It’s hard to choose, but maybe the sequence at Old William Johnson. That’s the first backyard rodeo that Kris attends and sees Abe bull fighting. It was really special to be able to shoot there. J.W. Rogers was the bull fighter who first told us about the backyard rodeos at the Old William Johnson arena, it’s an old arena owned by a man named Joskie Jenkins, and there’s so much history there, so much community. It’s a special place and we had attended rodeos there over the course of several years researching and developing the script. So just to be able to shoot there, with so many of the wonderful people we had come to know, who were now acting in the film, was really beautiful.  

Bull Movie
Did you ride any bulls yourself or mechanical bulls to understand the point of view of the characters you were directing?
[Laughs] During one of the research trips Rob, Monique, the creative producer, and I got on a bull when it was in the chute. We wanted to know what it felt like. But we were, like, don’t open the gate, you know?
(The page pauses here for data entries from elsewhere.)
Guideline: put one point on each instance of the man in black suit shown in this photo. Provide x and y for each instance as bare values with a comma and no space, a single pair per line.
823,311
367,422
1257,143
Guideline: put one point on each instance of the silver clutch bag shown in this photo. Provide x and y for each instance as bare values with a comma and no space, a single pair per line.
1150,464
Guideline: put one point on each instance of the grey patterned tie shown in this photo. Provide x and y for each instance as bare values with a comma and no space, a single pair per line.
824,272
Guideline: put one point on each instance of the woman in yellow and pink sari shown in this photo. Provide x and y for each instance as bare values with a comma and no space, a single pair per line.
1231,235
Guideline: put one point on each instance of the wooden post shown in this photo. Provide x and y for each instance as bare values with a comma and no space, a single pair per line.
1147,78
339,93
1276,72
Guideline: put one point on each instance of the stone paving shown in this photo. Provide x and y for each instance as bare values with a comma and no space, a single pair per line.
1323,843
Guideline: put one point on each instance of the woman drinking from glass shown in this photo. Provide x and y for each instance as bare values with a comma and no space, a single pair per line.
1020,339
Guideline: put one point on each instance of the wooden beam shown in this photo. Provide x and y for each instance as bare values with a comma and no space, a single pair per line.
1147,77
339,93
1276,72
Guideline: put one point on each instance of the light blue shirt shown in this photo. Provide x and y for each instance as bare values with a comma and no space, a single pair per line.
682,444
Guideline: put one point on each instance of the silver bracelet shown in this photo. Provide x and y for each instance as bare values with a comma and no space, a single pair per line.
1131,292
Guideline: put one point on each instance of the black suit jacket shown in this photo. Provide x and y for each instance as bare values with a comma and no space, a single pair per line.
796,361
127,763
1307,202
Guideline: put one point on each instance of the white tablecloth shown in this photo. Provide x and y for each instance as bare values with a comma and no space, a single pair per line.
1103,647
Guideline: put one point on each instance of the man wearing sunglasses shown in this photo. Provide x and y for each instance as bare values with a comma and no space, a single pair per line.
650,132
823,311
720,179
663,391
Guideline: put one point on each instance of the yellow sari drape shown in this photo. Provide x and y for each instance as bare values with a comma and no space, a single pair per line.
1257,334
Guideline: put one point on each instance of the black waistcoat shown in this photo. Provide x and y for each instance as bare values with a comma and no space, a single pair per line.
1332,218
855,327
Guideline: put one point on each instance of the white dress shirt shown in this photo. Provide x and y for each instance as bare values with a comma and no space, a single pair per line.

Yeah, I don’t blame you. I’d be like, “Yeah, I’m gonna pass on that.” What’s next for you?

I’m starting to develop a second feature set in Texas and also working on TV series, a slow burn character-driven crime drama set in Ireland, where Johnny is from. Bit of a genre switch, which is fun. 

Bull is available today for rent/purchase on all digital and VOD platforms.

This interview was edited and condensed for clarity.